The U.S. Food and Drug Administration (FDA) has announced the approval of Valtoco (diazepam nasal spray) for the treatment of seizure clusters in patients with a history of epilepsy aged 6 years and above.
Developed by Neurelis, Valtoco may be administered nasally by a caregiver outside of a medical setting for the acute treatment of seizure clusters.
Seizure clusters are a form of seizures that start and stop. They occur in clusters or groups with one episode right after another.
The FDA approved the formulation of this nasal spray as a rescue treatment for patients with epilepsy aged 6 years and above, according to Neurelis, a neuroscience-based pharmaceutical company.
In May 2019, the FDA approved Nayzilam (midazolam nasal spray) for patients with a history of epilepsy aged 12 years and above.
The drug regulatory body approved Valtoco after evaluating the safety and efficacy of the nasal spray based on the results of a clinical trial. The trial was conducted on 130 patients aged 6 and above who successfully underwent treatment for more than 2,000 seizure clusters with diazepam nasal spray.
Generally, the drug was found to be safe and well-tolerated. Some of the most common side effects of Valtoco were headaches, nasal discomfort, and sleepiness.
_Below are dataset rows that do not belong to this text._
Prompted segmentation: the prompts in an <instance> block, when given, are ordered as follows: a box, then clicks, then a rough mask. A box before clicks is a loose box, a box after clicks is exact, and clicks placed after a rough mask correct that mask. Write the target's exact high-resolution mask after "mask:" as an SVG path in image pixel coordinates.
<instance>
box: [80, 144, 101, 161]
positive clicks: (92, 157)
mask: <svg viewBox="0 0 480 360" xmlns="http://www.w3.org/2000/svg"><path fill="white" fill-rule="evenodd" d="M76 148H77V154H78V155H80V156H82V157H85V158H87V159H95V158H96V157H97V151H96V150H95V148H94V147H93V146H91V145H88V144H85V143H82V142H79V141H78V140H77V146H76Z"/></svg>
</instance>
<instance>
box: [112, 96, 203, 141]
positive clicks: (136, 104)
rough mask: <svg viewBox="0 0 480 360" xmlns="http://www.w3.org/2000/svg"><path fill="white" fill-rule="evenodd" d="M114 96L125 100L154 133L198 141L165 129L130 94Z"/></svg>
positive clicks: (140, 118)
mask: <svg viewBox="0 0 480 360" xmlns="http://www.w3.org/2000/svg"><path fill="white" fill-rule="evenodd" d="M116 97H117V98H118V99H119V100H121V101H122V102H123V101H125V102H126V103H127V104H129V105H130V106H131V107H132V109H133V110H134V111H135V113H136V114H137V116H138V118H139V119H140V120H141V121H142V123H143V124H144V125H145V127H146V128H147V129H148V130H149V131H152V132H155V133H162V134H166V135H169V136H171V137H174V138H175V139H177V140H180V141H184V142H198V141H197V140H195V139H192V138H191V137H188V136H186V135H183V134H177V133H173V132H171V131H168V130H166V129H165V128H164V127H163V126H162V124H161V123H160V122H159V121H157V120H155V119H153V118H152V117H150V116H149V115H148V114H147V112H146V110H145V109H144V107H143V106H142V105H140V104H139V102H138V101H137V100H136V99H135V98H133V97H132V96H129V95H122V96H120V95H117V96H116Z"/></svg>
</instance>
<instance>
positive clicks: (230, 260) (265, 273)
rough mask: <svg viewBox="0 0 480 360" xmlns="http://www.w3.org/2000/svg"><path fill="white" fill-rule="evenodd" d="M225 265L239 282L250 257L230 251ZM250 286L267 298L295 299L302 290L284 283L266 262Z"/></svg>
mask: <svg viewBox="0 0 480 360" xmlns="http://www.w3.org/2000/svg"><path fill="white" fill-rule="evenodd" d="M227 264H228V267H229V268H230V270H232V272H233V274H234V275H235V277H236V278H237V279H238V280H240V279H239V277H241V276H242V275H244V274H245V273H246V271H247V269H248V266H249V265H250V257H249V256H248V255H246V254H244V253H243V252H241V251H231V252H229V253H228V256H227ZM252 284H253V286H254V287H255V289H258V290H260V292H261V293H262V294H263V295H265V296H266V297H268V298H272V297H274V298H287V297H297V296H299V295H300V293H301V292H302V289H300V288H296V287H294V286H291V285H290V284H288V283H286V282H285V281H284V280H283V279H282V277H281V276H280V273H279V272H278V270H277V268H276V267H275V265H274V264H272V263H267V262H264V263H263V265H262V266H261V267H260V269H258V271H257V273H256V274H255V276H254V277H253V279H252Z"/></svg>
In the United States, more than 170,000 patients with epilepsy are at risk of seizure clusters, according to Neurelis.
Before the approval of Nayzilam and Valtoco, the FDA-approved rescue medications for seizure clusters were administered through the rectum.
If needed, patients can have a second dose of Valtoco four hours after the initial dose. However, it should not be used more than twice for a single episode of seizure. The FDA recommends that diazepam nasal spray should not be used for more than one seizure episode every 5 days and more than five episodes per month.